Investment in renewables in the UK is expected to drop by 96% by 2020/21.
Total investment in domestic energy efficiency declined from £1.5 billion to £0.7 billion in 2015 and the number of energy efficiency measures installed in homes fell by 80% in the same period.
That’s due to current energy policies, according to environmental groups.
In a report, six groups including Green Alliance, RSPB, WWF and Greenpeace are calling for new investment in low carbon projects in the government’s next Autumn Statement.
The organisations also warn plans to build a third runway at Heathrow Airport will lock the UK into high carbon growth.
The groups recommend the government to allocate an additional £2 billion funding to support low carbon power post 2020 and funding to scale up low carbon heat technologies.
They also suggest to continue to support people in buying ultra low emission vehicles beyond 2018 and develop a nationwide network of publicly accessible low carbon charging points.

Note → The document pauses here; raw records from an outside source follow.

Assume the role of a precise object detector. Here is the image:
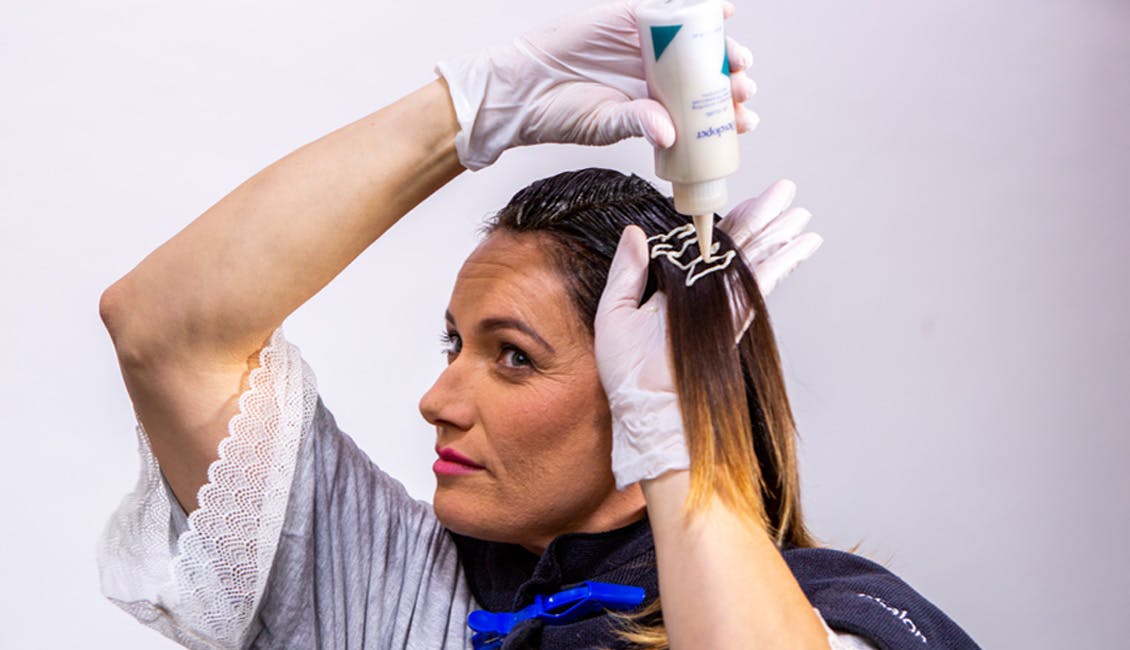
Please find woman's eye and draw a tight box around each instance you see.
[440,331,463,359]
[502,345,533,367]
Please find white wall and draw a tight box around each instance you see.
[0,0,1130,648]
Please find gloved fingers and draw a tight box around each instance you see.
[754,233,824,296]
[718,179,797,250]
[597,225,651,323]
[605,99,675,149]
[725,36,754,75]
[730,72,757,104]
[741,207,812,265]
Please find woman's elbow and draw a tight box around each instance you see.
[98,278,148,369]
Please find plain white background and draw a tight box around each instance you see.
[0,0,1130,648]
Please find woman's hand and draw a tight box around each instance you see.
[436,0,757,170]
[596,181,823,489]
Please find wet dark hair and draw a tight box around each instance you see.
[485,168,815,647]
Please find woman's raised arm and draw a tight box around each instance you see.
[99,79,463,512]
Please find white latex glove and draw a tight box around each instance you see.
[594,181,823,489]
[436,0,757,171]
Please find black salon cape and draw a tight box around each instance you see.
[452,518,977,650]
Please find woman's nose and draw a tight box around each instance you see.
[419,359,475,431]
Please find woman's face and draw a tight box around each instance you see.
[419,232,644,553]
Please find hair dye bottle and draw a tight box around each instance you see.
[636,0,738,258]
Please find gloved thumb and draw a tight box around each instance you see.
[611,99,675,149]
[597,226,649,321]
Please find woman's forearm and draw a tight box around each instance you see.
[641,470,828,650]
[103,79,463,361]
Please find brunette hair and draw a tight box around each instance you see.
[485,168,815,648]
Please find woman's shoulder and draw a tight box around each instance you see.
[782,548,979,649]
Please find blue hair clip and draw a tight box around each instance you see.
[467,581,644,650]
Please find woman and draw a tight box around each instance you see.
[101,3,972,648]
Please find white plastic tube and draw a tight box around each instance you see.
[636,0,739,259]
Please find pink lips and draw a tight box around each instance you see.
[432,447,485,476]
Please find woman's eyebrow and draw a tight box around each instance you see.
[443,310,557,353]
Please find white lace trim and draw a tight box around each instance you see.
[97,328,318,648]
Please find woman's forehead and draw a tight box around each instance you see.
[451,232,572,320]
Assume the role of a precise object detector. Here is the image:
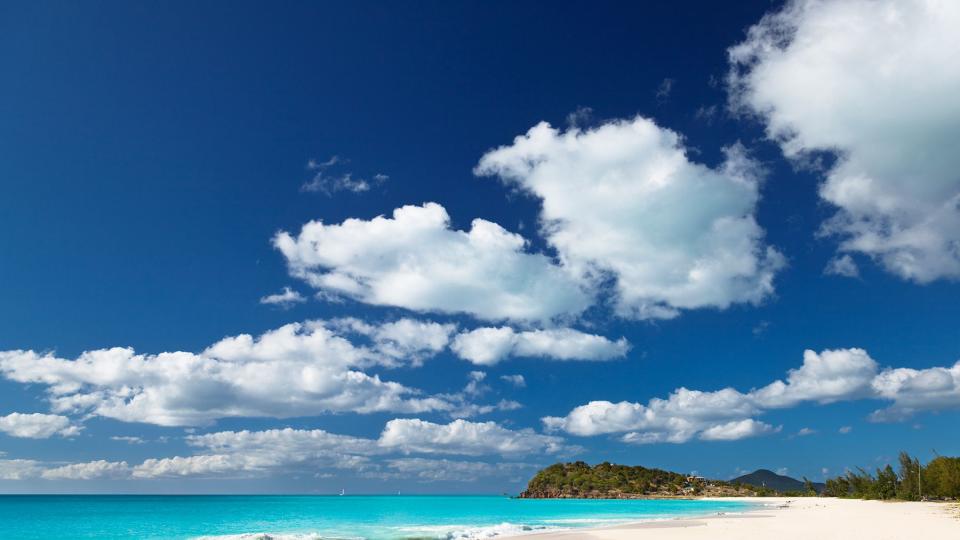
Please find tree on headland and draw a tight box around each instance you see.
[824,452,960,501]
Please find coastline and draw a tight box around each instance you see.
[504,497,960,540]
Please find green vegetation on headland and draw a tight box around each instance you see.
[520,452,960,501]
[824,452,960,501]
[520,461,761,499]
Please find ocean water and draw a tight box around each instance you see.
[0,495,751,540]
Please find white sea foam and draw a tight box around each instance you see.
[441,522,553,540]
[194,533,364,540]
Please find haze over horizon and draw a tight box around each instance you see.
[0,0,960,494]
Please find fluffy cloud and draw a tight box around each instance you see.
[751,349,877,409]
[387,458,537,482]
[273,203,590,320]
[0,413,80,439]
[0,459,43,480]
[475,117,784,318]
[260,287,307,309]
[500,375,527,388]
[300,156,390,196]
[700,418,780,441]
[451,327,630,365]
[870,362,960,422]
[544,388,759,444]
[0,321,454,426]
[40,460,130,480]
[823,255,860,277]
[729,0,960,283]
[379,419,568,455]
[543,349,960,444]
[333,318,457,365]
[0,419,578,480]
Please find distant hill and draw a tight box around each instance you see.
[520,461,758,499]
[730,469,824,493]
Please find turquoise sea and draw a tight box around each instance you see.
[0,495,751,540]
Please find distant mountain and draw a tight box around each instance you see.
[520,461,757,499]
[730,469,824,493]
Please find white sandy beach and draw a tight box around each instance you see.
[510,497,960,540]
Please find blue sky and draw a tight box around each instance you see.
[0,0,960,493]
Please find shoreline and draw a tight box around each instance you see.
[503,497,960,540]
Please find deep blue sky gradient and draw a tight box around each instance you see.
[0,1,960,492]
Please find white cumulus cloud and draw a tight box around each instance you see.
[543,348,960,444]
[450,327,630,365]
[273,203,590,321]
[0,413,80,439]
[0,321,464,429]
[475,117,784,318]
[260,287,307,309]
[729,0,960,283]
[379,418,568,455]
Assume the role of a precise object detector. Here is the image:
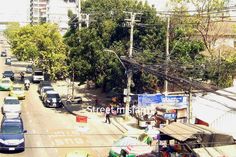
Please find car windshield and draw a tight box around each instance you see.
[2,80,10,83]
[34,71,43,75]
[13,87,22,91]
[4,99,20,105]
[48,94,60,98]
[1,124,22,134]
[3,71,13,75]
[43,88,53,92]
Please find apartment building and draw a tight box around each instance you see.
[47,0,76,34]
[30,0,48,24]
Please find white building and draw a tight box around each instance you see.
[192,81,236,139]
[47,0,76,34]
[30,0,48,24]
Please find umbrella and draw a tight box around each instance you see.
[112,137,152,155]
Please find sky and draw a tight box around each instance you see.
[0,0,236,23]
[0,0,30,22]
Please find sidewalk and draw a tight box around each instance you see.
[53,81,144,136]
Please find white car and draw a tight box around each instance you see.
[2,97,21,114]
[32,70,44,82]
[39,86,53,98]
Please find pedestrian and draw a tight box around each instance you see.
[95,98,99,107]
[105,105,111,124]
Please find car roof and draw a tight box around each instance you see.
[13,84,22,88]
[2,117,22,123]
[40,81,51,85]
[1,77,11,81]
[3,70,13,73]
[46,90,59,94]
[34,69,43,72]
[4,113,20,119]
[42,86,53,89]
[5,96,18,100]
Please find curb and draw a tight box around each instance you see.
[62,100,128,133]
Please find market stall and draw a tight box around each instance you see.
[193,145,236,157]
[135,93,187,128]
[109,137,152,157]
[159,122,234,155]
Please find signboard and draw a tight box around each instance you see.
[163,113,177,120]
[138,94,188,107]
[76,116,88,132]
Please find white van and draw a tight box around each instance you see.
[32,70,44,82]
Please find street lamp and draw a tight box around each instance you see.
[104,49,127,72]
[104,49,132,120]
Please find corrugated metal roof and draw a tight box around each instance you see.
[160,122,233,143]
[193,145,236,157]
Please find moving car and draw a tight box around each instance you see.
[0,117,27,151]
[9,85,25,100]
[43,91,62,108]
[2,97,21,114]
[2,70,15,81]
[1,51,7,57]
[5,57,11,65]
[25,65,33,74]
[32,70,44,82]
[109,137,152,157]
[39,86,53,98]
[38,81,52,93]
[0,78,13,91]
[66,150,90,157]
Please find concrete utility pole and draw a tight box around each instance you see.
[187,87,192,124]
[125,12,140,120]
[76,0,81,30]
[164,16,170,95]
[81,14,90,28]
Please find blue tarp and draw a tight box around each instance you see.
[138,94,187,107]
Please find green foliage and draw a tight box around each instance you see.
[4,22,20,42]
[6,24,67,79]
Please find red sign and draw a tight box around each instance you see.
[76,116,88,123]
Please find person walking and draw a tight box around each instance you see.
[105,106,111,124]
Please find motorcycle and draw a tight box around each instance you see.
[24,79,30,90]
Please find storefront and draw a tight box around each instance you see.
[135,94,187,128]
[158,122,234,157]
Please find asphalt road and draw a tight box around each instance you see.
[0,50,121,157]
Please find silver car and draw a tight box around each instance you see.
[2,97,21,114]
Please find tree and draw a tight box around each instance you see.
[6,24,67,79]
[4,22,20,42]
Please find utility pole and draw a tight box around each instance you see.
[76,0,81,30]
[125,12,140,120]
[71,64,75,99]
[81,14,90,28]
[187,86,192,124]
[164,16,170,95]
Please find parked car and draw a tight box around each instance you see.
[66,150,90,157]
[39,86,53,98]
[9,85,25,100]
[38,81,52,93]
[43,91,63,108]
[2,70,15,81]
[5,57,11,65]
[67,96,83,104]
[2,97,21,114]
[109,137,152,157]
[0,117,27,152]
[1,51,7,57]
[0,78,13,91]
[32,70,44,82]
[25,65,33,74]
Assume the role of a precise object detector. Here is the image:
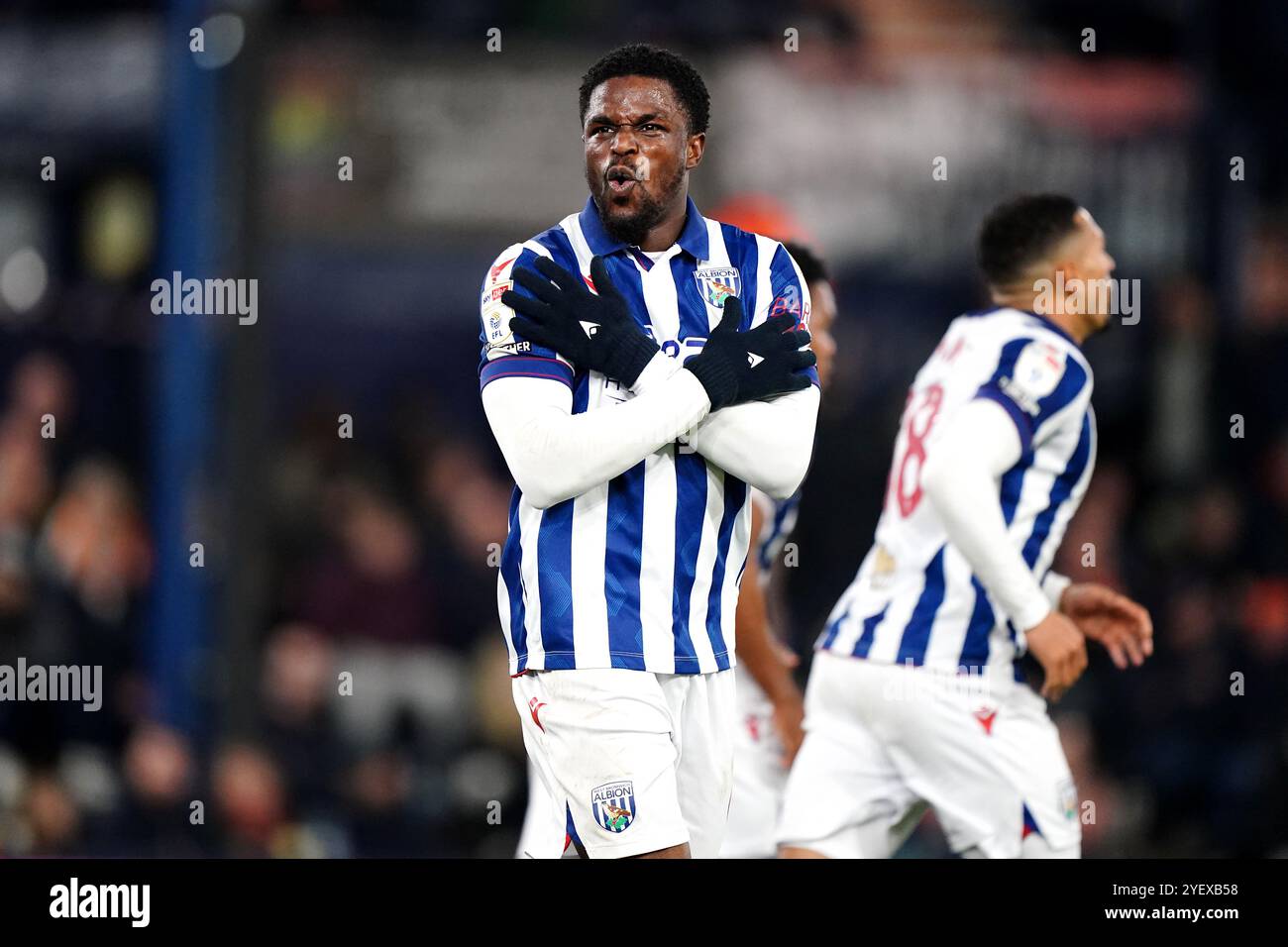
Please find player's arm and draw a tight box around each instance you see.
[688,385,819,500]
[921,398,1087,699]
[688,246,819,500]
[480,244,709,509]
[735,504,805,768]
[481,249,812,509]
[483,368,711,509]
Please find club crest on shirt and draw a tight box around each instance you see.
[693,266,742,309]
[590,780,635,832]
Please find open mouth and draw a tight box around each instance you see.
[604,164,638,197]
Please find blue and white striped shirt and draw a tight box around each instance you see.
[480,200,818,674]
[818,308,1096,677]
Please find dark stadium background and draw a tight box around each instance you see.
[0,0,1288,857]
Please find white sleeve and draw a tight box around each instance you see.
[483,356,711,509]
[921,398,1063,650]
[688,385,819,500]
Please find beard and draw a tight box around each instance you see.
[595,168,684,246]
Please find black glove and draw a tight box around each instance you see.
[501,257,658,388]
[684,296,818,411]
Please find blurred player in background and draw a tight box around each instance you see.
[720,243,837,858]
[480,44,819,858]
[778,194,1153,858]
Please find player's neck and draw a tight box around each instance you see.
[640,201,688,253]
[993,292,1087,346]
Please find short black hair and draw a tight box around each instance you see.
[579,43,711,136]
[979,194,1079,286]
[783,240,832,286]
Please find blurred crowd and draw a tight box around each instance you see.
[0,352,524,857]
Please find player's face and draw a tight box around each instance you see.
[1065,207,1117,335]
[808,279,836,389]
[583,76,705,245]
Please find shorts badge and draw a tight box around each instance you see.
[590,780,635,832]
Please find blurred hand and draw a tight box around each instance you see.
[1060,582,1154,670]
[1024,612,1087,701]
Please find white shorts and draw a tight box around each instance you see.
[720,669,787,858]
[515,758,570,858]
[778,652,1082,858]
[512,668,734,858]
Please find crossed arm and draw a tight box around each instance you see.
[483,353,819,509]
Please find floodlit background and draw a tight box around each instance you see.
[0,0,1288,857]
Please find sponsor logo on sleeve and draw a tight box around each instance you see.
[999,342,1068,415]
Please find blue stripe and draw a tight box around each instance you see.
[975,385,1033,454]
[814,605,850,651]
[604,460,644,672]
[707,474,747,672]
[957,576,997,673]
[564,802,587,848]
[756,489,802,571]
[854,601,890,657]
[501,487,528,672]
[720,223,760,324]
[999,447,1033,526]
[537,500,577,670]
[1033,356,1087,430]
[1022,415,1091,569]
[604,254,662,343]
[480,356,572,391]
[671,451,707,674]
[896,546,947,666]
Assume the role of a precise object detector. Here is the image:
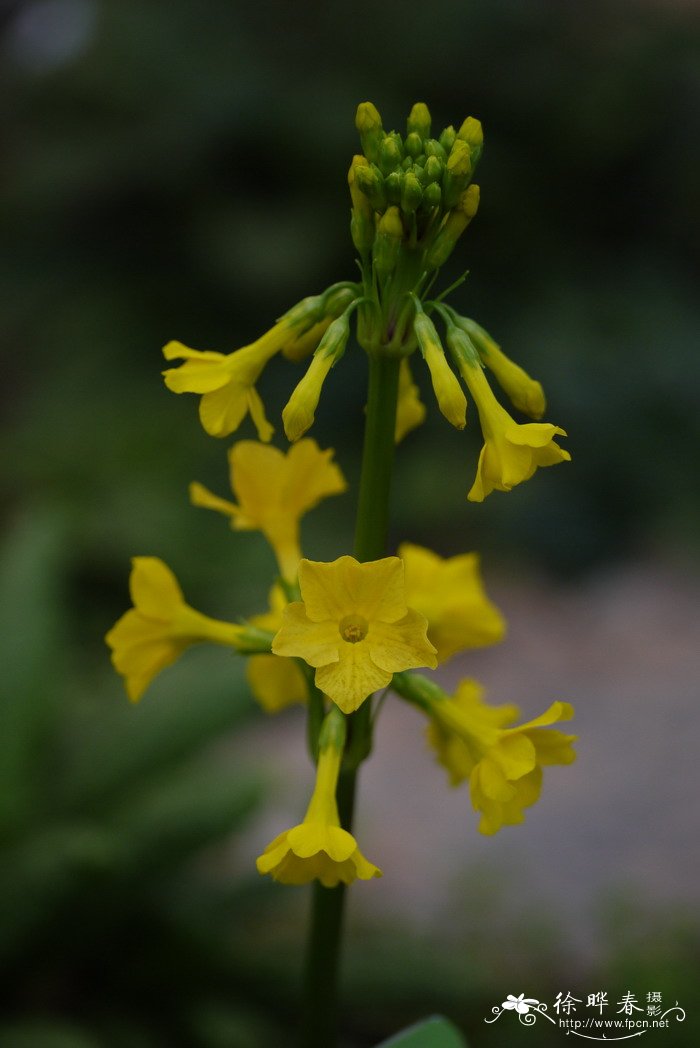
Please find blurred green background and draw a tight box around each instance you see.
[0,0,700,1048]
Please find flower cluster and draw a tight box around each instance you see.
[163,102,570,502]
[106,103,574,888]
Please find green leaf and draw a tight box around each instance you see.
[376,1016,467,1048]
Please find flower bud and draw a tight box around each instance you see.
[355,166,387,211]
[348,155,374,255]
[403,131,423,160]
[423,138,447,163]
[425,185,479,269]
[355,102,385,163]
[372,206,403,276]
[406,102,431,138]
[439,124,457,153]
[423,182,442,209]
[401,171,423,215]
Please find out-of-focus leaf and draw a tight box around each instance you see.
[376,1016,467,1048]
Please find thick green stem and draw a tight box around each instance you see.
[355,354,400,561]
[301,354,400,1048]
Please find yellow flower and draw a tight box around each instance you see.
[256,712,381,888]
[455,314,546,418]
[458,359,571,502]
[414,311,466,430]
[190,440,347,582]
[272,556,437,714]
[429,680,576,834]
[162,316,296,441]
[105,556,245,702]
[245,586,308,714]
[394,356,425,443]
[398,542,505,662]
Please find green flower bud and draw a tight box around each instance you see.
[423,182,442,208]
[457,116,484,146]
[440,124,457,153]
[401,171,423,215]
[372,206,403,276]
[384,171,404,203]
[447,138,472,176]
[423,156,443,182]
[403,131,423,160]
[457,116,484,168]
[406,102,431,138]
[425,185,479,269]
[423,138,452,163]
[355,165,387,211]
[355,102,385,162]
[348,155,374,255]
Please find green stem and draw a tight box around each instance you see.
[355,354,400,561]
[301,353,400,1048]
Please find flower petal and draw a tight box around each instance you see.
[315,641,392,714]
[272,602,343,667]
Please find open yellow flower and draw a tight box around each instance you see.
[245,586,308,714]
[162,316,294,441]
[398,542,505,662]
[394,356,425,444]
[428,680,576,834]
[257,712,381,888]
[272,556,437,714]
[458,359,571,502]
[105,556,245,702]
[190,439,347,582]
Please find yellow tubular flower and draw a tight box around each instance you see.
[394,356,425,443]
[190,440,347,582]
[256,712,381,888]
[245,586,308,714]
[398,542,505,662]
[414,312,466,430]
[105,556,245,702]
[429,680,576,834]
[282,313,350,441]
[272,556,437,714]
[162,316,298,441]
[458,358,571,502]
[457,316,547,418]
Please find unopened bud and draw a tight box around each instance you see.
[355,102,385,163]
[384,171,404,203]
[423,156,442,184]
[423,138,449,163]
[406,102,431,138]
[457,116,484,146]
[378,135,403,175]
[439,124,457,153]
[425,185,479,269]
[355,166,387,211]
[423,182,442,209]
[348,155,374,255]
[403,131,423,160]
[401,171,423,214]
[372,206,403,276]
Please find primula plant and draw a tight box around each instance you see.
[106,103,574,1048]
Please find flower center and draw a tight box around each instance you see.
[337,615,369,645]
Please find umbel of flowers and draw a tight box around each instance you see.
[106,103,574,888]
[106,102,574,1048]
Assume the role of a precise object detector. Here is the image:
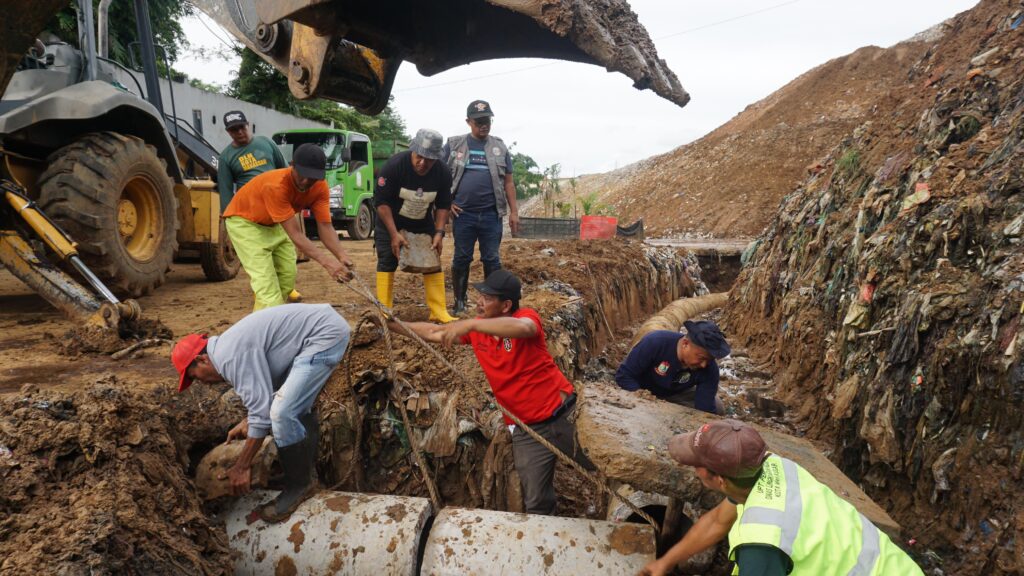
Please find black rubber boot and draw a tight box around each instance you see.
[483,262,502,280]
[259,414,319,524]
[452,268,469,316]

They believe if the government backs clean technologies, the renewables industry could attract £47 billion in new investment from 2021 to 2026 and retrofitting the UK’s housing stock to improve its energy efficiency could unlock £73 billion and support 86,000 jobs a year.
Furthermore, new investment in skills and infrastructure for EV and autonomous vehicles could benefit the country with £51 billion a year and 320,000 new jobs by 2030.
Leah Davis, Acting Director at Green Alliance said: “The Autumn Statement is an ideal opportunity for the government to show it is serious about action at home, providing much needed fiscal support for low carbon power, heat and transport.”
According to the IEA, nations across the globe need to invest an extra $23 trillion (£19.8tn) in energy efficiency.